I have made a few changes to the merge and split selection works:

When deciding which dependency between two to-be-merged chunks to activate, pick a uniformly random one. It turns out this can be done in \mathcal{O}(n) time anyway, without needing to maintain randomly-sorted lists of dependencies per transaction. The previous approach picked a randomized (though not uniformly random) dependency, but always from the first transaction in the cluster that had any. This change alone seems to dramatically improve worst-case performance in synthetic clusters that are very dense (a factor 1.5x in some settings), but it also reduces attackers’ ability to reliably trigger bad decisions even further.
Keep track, per chunk, how many consecutive split attempts have failed on it (because the top part that was split off contains a dependency on the bottom part).
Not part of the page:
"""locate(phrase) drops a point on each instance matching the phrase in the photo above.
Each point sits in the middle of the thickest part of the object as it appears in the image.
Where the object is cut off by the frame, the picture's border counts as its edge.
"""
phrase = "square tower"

Whenever that number is 1 below a multiple of 3, a uniformly random dependency within the chunk (among those with positive q) rather than the one with highest q is split. Benchmarks show that max-q is generally better on all types of graphs I can construct, but it does raise a small concern that by being more deterministic, it might be the case that adverserially-constructed clusters could reliably cause it make bad choices. I have not found any way of doing that, especially when merging is already done randomly, but out of an abundance of caution, this introduces an even more random step occasionally. By only triggering every 3rd attempt, its performance impact is minimal on realistic clusters, for which splits generally just don’t fail.

I have updated the benchmarks in the other thread to reflect this.

With these changes, I’m quite confident that SFL is still the way to go.